Teachers under the gun to have threatened their very lifelihood are very careful about working with children in difficulty, which could drag down their value added scores. A veteran New York City teacher who blogs under the pseudonym “Talk responsible” wrote about dealing with a request to take a class full of student’s difficulty:
“I did something I’m still not proud. I stopped,” wrote Talk responsible. “No, I did not leave teaching. I just quit volunteering to teach children the very people who most need me. When my AP [assistant director] asked me to take them again (which would not unless he knew that I had been a success), I said no. This year, these children are with another teacher who has trouble just to get them to sit in their place. ”
One of the policy objectives of the added value method is to break the unity between the teachers against each other. Competition, zero-sum logic of value added also undermines the spirit of collaboration that is essential to refine and perfect their art. If sharing tips with other teachers to help them improve their rankings on added value, is it prudent to reach out and help the teachers that you are competing with?
The disadvantage of value-added approach does not discourage developers from leading as Eric Hanushek, a Stanford economist who wrote the notes for teachers should be made public, even if they are imperfect.
Several news organizations, including the New York Post, The New York Times and The Wall Street Journal filed requests for access to information for New York City teacher data test score with which the normally secret NYC Department of Education has been eager to comply.
However, it is wise to remember that everything that counts can be measured and not everything that counts can be measured.
Norm Scott has worked in the system of New York public schools from 1967 to 2002. It publishes comments on current issues in New York public education ednotesonline.blogspot.com.
Source: http://www.indypendent.org/2011/01/11/teacher-test-scores/
Nyc Public Schools
January 12, 2011 by USA Post · Comments Off on Nyc Public Schools
Nyc Public Schools, At just after 05:00, the New York City Department of Education announced that schools would open as scheduled for Wednesday, January 12.
However, the D.O.E. has canceled all field trips.
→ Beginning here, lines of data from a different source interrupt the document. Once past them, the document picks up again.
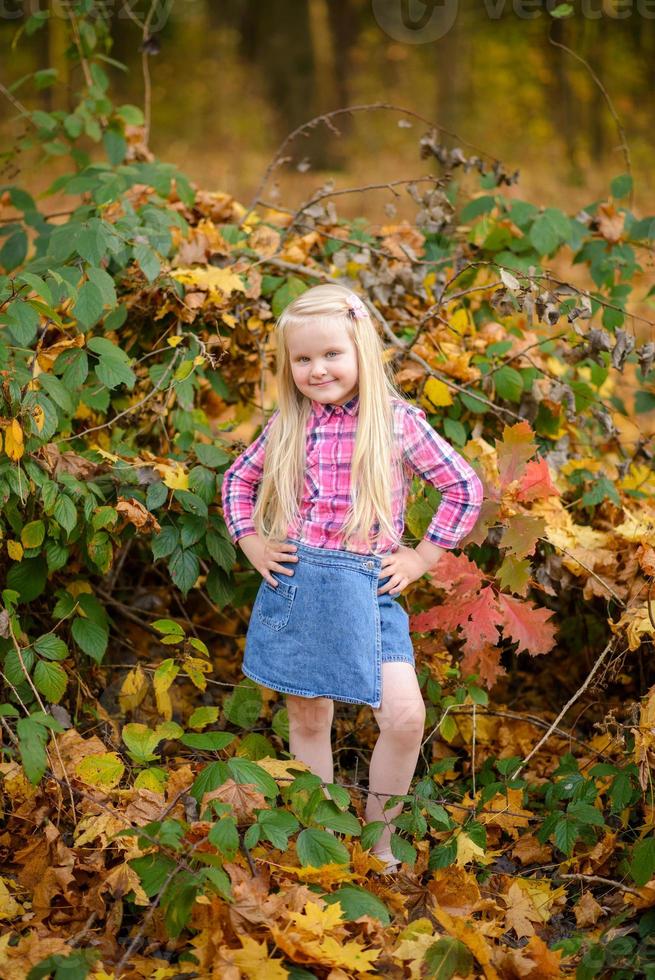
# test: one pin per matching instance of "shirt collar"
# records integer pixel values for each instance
(323, 412)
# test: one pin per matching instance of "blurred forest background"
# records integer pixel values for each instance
(235, 77)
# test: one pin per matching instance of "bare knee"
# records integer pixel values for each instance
(403, 719)
(309, 716)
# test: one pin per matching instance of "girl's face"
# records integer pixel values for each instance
(324, 362)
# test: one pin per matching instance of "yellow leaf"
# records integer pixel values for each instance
(133, 690)
(39, 417)
(438, 392)
(468, 850)
(316, 920)
(152, 779)
(254, 961)
(9, 907)
(14, 447)
(105, 770)
(173, 476)
(281, 768)
(15, 550)
(219, 283)
(459, 321)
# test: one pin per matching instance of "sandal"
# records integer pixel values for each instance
(392, 864)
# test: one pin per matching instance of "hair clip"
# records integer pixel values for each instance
(356, 308)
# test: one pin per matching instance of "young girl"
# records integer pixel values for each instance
(317, 505)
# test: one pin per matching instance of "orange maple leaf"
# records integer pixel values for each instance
(536, 482)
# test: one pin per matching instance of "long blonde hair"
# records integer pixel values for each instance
(375, 455)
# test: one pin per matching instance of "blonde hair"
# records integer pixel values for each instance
(375, 454)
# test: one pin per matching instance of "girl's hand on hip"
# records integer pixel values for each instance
(266, 557)
(403, 567)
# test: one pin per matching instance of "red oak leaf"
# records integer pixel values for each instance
(536, 482)
(514, 451)
(527, 624)
(456, 573)
(485, 662)
(484, 620)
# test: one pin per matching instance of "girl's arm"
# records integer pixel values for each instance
(432, 458)
(241, 483)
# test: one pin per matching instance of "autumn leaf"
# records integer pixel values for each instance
(525, 624)
(516, 448)
(536, 481)
(14, 447)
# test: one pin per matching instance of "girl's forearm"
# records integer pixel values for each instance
(430, 553)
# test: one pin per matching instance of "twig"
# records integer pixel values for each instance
(318, 274)
(619, 126)
(131, 409)
(327, 119)
(597, 880)
(45, 711)
(569, 704)
(587, 569)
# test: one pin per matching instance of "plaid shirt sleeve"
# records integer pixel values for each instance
(429, 456)
(241, 483)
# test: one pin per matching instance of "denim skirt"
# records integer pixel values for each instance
(324, 631)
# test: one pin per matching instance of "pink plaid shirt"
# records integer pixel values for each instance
(331, 433)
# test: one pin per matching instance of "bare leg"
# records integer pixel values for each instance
(310, 726)
(401, 717)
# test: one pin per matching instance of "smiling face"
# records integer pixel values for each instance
(323, 360)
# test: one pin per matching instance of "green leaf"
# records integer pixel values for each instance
(244, 706)
(88, 308)
(51, 680)
(245, 771)
(51, 647)
(65, 512)
(211, 456)
(210, 741)
(447, 957)
(356, 901)
(22, 319)
(28, 578)
(509, 384)
(202, 717)
(91, 638)
(642, 865)
(153, 870)
(58, 391)
(112, 373)
(277, 826)
(621, 185)
(316, 848)
(33, 534)
(104, 283)
(328, 814)
(562, 10)
(288, 291)
(32, 738)
(225, 836)
(184, 567)
(168, 627)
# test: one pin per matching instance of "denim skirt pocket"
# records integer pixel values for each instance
(274, 604)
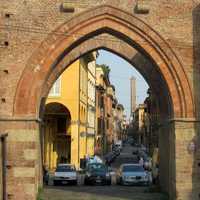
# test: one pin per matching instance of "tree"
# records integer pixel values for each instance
(105, 68)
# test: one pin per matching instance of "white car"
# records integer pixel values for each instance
(131, 174)
(65, 173)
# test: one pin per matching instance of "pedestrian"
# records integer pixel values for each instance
(141, 161)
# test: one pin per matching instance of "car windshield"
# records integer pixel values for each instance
(65, 168)
(133, 168)
(97, 167)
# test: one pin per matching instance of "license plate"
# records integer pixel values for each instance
(64, 182)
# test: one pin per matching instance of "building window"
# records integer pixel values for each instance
(56, 88)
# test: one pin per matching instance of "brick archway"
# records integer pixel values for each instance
(102, 19)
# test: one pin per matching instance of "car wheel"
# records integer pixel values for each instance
(121, 181)
(74, 182)
(86, 182)
(108, 182)
(55, 183)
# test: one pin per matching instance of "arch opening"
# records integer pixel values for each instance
(78, 38)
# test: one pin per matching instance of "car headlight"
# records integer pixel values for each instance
(125, 177)
(88, 174)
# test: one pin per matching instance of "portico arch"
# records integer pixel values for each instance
(102, 19)
(77, 37)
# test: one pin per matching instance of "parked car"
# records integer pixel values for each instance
(97, 173)
(65, 173)
(116, 151)
(109, 158)
(131, 174)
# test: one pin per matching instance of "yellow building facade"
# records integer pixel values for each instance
(66, 116)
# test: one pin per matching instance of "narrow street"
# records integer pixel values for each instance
(114, 192)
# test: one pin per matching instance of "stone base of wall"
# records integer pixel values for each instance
(23, 155)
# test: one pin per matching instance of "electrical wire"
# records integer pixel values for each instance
(47, 32)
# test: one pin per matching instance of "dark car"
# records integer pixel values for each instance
(109, 158)
(97, 174)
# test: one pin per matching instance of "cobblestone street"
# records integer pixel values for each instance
(114, 192)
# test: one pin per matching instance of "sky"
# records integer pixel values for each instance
(120, 74)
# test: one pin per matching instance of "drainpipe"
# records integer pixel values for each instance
(4, 166)
(79, 114)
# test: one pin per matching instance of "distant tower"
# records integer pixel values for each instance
(133, 94)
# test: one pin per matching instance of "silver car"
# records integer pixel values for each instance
(132, 174)
(65, 173)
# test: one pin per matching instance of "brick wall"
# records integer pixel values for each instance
(25, 24)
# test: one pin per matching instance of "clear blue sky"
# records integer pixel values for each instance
(121, 72)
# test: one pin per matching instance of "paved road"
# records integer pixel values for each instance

The city, said the chancellor to decide weather 10h after school programs and events PSAL will proceed as planned today.
Parochial schools throughout New York City announced that they would be canceling these afternoon classes yesterday. Mayor Michael Bloomberg said in a press conference yesterday that the city would not make a decision on closing schools after five o’clock this morning.
The Ministry of Education notes that New York City public schools were closed as 6 times since 1978 for a total of 8 days lost education.
Source: http://www.nbcnewyork.com/news/local-beat/New-York-City-Public-Schools-Open-Today-113340654.html
Nyc Public Schools,Nyc Schools Closed Due To Snow | USsPost
February 9, 2010 by USA Post · Comments Off on Nyc Public Schools,Nyc Schools Closed Due To Snow | USsPost
Nyc Public Schools,Nyc Schools Closed Due To Snow | USsPost:All New York City public schools will be closed tomorrow “due to anticipated inclement weather conditions,” Chancellor of the New York City Department of Education Joel Klein said in an e-mailed statement.
The storm may dump 8 to 13 inches of snow in New York City and Long Island, weather forecasters are predicting.
“While travel conditions to school in the morning may not be difficult, the weather is expected to worsen as the day progresses, complicating dismissal,” Klein said in the statement. “We are making this decision today to give parents as much time as possible to make alternative plans for tomorrow.”